A PostgreSQL large schema memory exhaustion test

This is a barebones Rails 6.1 application that has a schema borrowed from FatFreeCRM (https://github.com/fatfreecrm/fat_free_crm). Its purpose is to show how a PostgreSQL instance consumes memory when it has a large number of database schemas.

Introduction

In a previous project for a multi-tenant Rails application, we chose schemas as our tenant data separation policy. We picked this policy having looked at database, schema and row level separation policies - we liked the guaranteed separation schemas offered, the ability to backup and restore individual tenant datasets and the simpler approach regarding table indexing. At the time, native PostgreSQL row level security wasn't available and would be our go to choice today. Our setup was running on AWS using multiple EC2 instances in a load balancer to run the Rails app, API and background worker instances, and RDS for a managed PostgreSQL instance.

The Problem

Everything worked exactly as intended and post launch we were very happy with the database and infrastructure choices we made, performance was good and our clients were happy. As the product became more successful and attracted lots of new customers, naturally the number of schemas also increased. Once we got to around 2000 schemas we started to notice significant database performance degradation from time to time. Things soon hit a critical stage when the database server started to crash and restart on a regular basis.

Investigations

Our investigations discovered that database server physical and swap memory usage was always very high just prior to a crash. We couldn't understand why memory usage was as high as it was, the server was well specified and should have had RAM to spare. While closely monitoring memory usage we could see it was pretty linear - as time passed memory utilisation increased.

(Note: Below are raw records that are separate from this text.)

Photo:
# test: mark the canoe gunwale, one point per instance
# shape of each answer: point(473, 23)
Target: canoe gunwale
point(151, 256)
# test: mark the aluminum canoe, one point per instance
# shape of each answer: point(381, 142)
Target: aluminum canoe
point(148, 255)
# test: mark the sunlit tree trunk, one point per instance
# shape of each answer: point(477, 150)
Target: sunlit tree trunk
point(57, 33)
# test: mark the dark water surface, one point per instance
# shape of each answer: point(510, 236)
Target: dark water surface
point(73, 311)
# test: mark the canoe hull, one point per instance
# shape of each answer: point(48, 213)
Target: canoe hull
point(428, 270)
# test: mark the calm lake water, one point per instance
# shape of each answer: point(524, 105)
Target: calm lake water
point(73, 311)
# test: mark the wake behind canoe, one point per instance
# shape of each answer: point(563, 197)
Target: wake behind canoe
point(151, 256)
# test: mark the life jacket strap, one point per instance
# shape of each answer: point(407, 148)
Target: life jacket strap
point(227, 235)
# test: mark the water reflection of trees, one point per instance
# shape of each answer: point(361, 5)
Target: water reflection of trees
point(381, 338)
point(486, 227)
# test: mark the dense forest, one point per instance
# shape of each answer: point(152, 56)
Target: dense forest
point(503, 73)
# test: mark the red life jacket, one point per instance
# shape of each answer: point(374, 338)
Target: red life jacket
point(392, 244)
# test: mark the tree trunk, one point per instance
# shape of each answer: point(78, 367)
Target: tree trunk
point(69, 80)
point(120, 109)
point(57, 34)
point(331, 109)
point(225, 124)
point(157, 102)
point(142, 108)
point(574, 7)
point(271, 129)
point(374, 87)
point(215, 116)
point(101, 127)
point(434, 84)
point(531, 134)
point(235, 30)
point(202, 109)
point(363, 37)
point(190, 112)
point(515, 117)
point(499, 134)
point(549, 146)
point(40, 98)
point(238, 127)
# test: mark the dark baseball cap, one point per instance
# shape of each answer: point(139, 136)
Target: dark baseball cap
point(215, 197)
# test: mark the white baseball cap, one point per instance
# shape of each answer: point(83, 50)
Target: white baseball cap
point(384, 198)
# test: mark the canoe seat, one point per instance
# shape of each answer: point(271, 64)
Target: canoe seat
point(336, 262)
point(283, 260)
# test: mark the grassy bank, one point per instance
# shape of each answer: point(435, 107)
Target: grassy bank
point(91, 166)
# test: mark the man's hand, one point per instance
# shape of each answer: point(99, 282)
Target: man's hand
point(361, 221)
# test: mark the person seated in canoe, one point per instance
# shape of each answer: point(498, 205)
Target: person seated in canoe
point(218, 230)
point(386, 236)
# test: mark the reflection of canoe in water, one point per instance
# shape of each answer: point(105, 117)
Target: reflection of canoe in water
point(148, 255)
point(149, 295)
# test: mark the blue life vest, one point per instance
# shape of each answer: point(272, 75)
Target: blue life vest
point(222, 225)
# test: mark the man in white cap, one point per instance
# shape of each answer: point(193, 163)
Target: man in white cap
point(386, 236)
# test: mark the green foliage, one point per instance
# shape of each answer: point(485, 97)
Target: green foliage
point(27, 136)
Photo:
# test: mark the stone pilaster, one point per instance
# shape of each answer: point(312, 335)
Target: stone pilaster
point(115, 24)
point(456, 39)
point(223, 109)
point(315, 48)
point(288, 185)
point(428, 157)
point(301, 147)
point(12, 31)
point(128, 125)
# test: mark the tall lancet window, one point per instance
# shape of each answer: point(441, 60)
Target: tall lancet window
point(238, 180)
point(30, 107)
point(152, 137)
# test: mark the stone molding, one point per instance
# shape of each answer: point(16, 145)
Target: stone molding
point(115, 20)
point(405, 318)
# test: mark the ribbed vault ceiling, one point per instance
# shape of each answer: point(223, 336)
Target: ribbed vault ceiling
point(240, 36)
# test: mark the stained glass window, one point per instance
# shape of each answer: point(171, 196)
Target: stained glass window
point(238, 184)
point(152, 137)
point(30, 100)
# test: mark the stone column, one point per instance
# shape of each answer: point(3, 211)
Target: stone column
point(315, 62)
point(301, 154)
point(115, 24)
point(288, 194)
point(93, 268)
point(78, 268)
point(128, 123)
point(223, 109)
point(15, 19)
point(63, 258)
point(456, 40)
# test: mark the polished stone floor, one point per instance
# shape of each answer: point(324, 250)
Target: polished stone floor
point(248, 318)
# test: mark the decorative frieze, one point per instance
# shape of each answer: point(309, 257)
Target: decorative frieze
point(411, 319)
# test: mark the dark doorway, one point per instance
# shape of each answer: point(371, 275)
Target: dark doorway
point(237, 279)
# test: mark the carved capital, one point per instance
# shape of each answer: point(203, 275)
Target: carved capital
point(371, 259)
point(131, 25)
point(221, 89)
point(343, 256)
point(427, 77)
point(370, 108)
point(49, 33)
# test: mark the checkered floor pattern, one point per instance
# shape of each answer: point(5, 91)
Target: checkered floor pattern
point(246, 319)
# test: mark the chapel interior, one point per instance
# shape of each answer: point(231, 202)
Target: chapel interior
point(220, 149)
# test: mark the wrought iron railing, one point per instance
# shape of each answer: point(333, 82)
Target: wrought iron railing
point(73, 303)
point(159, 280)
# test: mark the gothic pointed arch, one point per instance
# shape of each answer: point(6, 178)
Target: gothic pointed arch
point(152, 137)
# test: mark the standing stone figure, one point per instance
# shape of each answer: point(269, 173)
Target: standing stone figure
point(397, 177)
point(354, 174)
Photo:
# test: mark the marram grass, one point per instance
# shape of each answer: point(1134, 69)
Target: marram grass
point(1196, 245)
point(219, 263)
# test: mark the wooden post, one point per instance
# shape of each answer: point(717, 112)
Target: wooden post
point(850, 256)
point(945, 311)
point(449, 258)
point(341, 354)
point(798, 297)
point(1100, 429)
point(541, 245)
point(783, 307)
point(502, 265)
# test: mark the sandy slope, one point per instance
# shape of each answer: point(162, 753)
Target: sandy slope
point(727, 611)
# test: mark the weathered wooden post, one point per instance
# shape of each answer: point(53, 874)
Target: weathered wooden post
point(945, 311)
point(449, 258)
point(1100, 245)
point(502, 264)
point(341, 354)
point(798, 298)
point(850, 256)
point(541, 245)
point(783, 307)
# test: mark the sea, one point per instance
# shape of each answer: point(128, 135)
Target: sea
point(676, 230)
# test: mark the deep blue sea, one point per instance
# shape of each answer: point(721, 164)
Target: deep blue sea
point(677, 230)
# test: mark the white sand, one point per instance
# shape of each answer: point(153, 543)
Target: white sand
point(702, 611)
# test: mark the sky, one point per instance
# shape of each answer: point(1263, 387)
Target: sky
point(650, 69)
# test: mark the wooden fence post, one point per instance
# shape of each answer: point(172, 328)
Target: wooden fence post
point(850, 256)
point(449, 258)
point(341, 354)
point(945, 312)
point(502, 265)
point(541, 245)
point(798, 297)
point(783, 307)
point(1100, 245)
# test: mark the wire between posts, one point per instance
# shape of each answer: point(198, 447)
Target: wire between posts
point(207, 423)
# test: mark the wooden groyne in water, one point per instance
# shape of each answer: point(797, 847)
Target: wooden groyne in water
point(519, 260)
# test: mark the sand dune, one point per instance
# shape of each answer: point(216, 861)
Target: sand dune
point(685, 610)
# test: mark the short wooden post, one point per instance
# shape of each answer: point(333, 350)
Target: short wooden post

Another discovery to surface during our investigation was that memory usage on the database server always dropped when we deployed new code before starting to rise again. We used a zero downtime deployment strategy that would launch new Ruby processes running the new code whilst killing the previous processes running the old. To explore this further, we started to cycle servers from the load balancer and restart them. As we did this we noticed that memory usage on the database instance also went down and then started to go back up again, just like during a deploy. Repeating this process resulted in a graph of memory utilisation that looked like a sawtooth. Both of these discoveries clearly showed that as connections to the database server were closed and reopened it resulted in memory being freed up. Why? What was this memory being used for?

Conclusion

When a PostgreSQL connection receives requests it will keep a cache of metadata about the database schema's objects (tables, columns, indexes, views, etc.) it has touched during its lifetime. This is great news from a performance perspective and what you'd probably expect from a good database server. Critically, however, there are no constraints on the amount of memory that can be used for this purpose.

The end result of this is that as the number of schemas, objects and connections increase, so will the memory utilisation for object metadata caching. As there is no limit to the amount of memory that can be allocated there will come a critical point where the required metadata cache exceeds available memory, therefore the database server will ultimately consume all available system and swap memory to the point that the database instance processes will be killed by the operating system.

This issue will manifest when a database has a very high number of schemas/objects/connections, a simple formula will give you an understanding of the total potential size of a metadata cache: -

((schemas * objects) * connections) = cache entries

In our case with around 2,000 schemas, each with 3,500 objects, and 40 database connections resulted in approximately 280 million potential cache entries over time. The size of a cache entry is variable, but with an estimated average of 128 bytes each that would equate to around 36GB of memory requirement. With no limits imposed on the amount of memory used by PostgreSQL for caching metadata, combined with connections that are long-lived, this size of cache will result in memory exhaustion in most typical server configurations.

The Solution

Knowing that closing the connection resulted in PostgreSQL freeing that connection's cache memory we experimented with some code that would close and reconnect the database connection every few thousand requests. Doing this limits a connection's lifetime and therefore the size its object metadata cache could grow to.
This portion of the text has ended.